Tetapi ketika kita melihat realitanya yang terjadi, negara Indonesia jauh dari kata merdeka. Jikalau dikatakan merdeka itu adalah bebas berkehidupan dari segala bentuk penindasan, saya rasa belum sepenuhnya benar-benar terwujud. Salah satu di antara banyak hal adalah disebabkan oleh budaya patriarki sejak zaman penjajahan yang masih melekat dan dipertahankan oleh masyarakat Indonesia.

Perempuan masih menjadi sasaran eksploitasi, objek kasus kekerasan seperti pemerkosaan, pelecehan seksual, KDRT, juga kasus inses.

Korban dari stigma ini, lagi-lagi, perempuan. Kaum perempuan yang mengenakan pakaian dengan menunjukkan belahan dada dan paha akan dicap murahan. Menggunakan baju terlalu tertutup diasosiasikan dengan terorisme. Berpakaian girly dianggap salah, tapi berpakaian terlalu boyis dibilang menyalahi kodrat. Salah satu bentuk penindasan terhadap perempuan dimulai dengan mengecam apapun yang perempuan pakai. Kami dibuat takut untuk memilih ekspresi yang kami suka dalam ruang kebebasan kami.

Dalam banyak kasus aksi pelecehan seksual, seringkali perempuan menjadi pihak yang disalahkan karena dianggap cara berpakaiannya mengundang perhatian. Bukan pakaiannya, tapi pelakunya yang harus kita perhatikan. Karena sepanjang hidupnya, setiap perempuan pernah mengalami pelecehan seksual. Seharusnya pelaku ditegur dan diingatkan, agar ia jera dan tidak mengulanginya lagi.

Dari analisis data survei yang diikuti oleh lebih dari 62.000 orang, koalisi menemukan fakta menarik yang membantah mitos-mitos yang beredar terkait pelecehan seksual. Menurut hasil survei, mayoritas korban pelecehan tidak mengenakan baju terbuka saat mengalami pelecehan seksual melainkan memakai celana/rok panjang (18%), hijab (17%), dan baju lengan panjang (16%). Hasil survei juga menunjukkan bahwa waktu korban mengalami pelecehan mayoritas terjadi pada siang hari (35%) dan sore hari (25%), berbeda dari mitos yang banyak dipercaya orang bahwa pelecehan seksual terjadi karena korban berada di luar rumah pada malam hari.

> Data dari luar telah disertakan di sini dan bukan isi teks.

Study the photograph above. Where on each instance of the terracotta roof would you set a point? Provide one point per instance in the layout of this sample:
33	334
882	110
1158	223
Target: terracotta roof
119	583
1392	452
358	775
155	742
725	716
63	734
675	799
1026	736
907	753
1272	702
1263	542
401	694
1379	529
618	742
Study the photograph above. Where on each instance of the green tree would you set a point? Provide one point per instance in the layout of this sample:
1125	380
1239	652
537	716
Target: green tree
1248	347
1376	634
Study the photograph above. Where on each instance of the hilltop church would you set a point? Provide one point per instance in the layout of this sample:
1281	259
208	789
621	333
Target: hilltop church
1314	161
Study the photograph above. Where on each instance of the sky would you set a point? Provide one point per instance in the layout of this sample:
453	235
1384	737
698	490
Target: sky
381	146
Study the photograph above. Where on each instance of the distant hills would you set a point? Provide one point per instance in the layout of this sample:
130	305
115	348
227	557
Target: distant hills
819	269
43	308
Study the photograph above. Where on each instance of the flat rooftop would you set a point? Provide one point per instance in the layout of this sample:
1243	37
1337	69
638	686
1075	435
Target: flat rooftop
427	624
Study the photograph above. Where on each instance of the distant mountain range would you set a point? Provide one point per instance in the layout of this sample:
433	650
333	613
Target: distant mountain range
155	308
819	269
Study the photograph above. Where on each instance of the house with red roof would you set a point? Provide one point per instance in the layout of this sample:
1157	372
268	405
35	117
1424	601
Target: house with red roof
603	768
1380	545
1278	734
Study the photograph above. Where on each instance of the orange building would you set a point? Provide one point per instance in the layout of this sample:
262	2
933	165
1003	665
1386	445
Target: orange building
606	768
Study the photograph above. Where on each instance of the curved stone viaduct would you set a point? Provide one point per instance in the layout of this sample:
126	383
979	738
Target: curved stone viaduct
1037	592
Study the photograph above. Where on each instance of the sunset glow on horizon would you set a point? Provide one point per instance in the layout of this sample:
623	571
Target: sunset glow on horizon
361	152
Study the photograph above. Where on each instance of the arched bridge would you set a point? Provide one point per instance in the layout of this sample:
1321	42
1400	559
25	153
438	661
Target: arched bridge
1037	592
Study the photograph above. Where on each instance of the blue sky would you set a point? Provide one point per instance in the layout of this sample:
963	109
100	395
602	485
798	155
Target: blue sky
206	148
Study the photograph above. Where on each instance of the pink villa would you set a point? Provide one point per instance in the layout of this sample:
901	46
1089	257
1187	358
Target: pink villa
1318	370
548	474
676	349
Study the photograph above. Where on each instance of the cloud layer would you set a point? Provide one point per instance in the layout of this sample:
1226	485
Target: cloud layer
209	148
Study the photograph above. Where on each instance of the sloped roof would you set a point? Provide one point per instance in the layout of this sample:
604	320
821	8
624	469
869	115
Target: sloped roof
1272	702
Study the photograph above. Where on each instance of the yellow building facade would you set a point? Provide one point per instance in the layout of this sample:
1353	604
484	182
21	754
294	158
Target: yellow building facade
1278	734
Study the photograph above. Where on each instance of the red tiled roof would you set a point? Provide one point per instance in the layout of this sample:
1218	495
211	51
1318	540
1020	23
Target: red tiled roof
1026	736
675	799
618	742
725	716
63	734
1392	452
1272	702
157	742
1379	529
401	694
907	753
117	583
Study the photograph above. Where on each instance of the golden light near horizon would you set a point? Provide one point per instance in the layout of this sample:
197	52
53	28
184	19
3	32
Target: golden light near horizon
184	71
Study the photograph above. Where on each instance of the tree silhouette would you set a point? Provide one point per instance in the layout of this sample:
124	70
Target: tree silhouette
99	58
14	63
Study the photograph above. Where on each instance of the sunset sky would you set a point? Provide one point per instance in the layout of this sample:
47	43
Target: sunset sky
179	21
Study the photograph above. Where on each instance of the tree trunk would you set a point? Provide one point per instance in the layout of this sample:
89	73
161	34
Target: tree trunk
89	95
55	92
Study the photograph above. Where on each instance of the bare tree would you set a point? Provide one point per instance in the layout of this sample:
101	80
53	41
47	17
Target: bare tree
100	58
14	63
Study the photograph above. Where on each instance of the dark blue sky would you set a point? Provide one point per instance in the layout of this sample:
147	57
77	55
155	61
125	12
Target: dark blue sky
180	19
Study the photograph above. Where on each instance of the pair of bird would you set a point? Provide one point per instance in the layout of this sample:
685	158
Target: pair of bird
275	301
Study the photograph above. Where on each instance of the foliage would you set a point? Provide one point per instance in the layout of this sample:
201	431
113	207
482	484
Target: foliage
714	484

Padahal seharusnya manusia Indonesia dididik untuk memahami bahwa memperkosa dan melecehkan laki-laki ataupun perempuan itu salah dan bahwa perempuan sama bermartabatnya dengan laki-laki. Pelecehan dan pemerkosaan juga dialami oleh laki-laki, tapi lebih banyak dialami perempuan karena lingkungan yang patriarkis.

Sungguh disayangkan bahwa dalam pola pikir masyarakat masih seperti itu adanya. Perlu ada gerakan edukasi tentang kebebasan berekspresi, terutama tentang berpakaian. Perempuan maupun laki-laki seharusnya bebas memilih untuk berjilbab atau tidak, mengenakan rok pendek atau panjang, mengenakan celana pendek atau panjang.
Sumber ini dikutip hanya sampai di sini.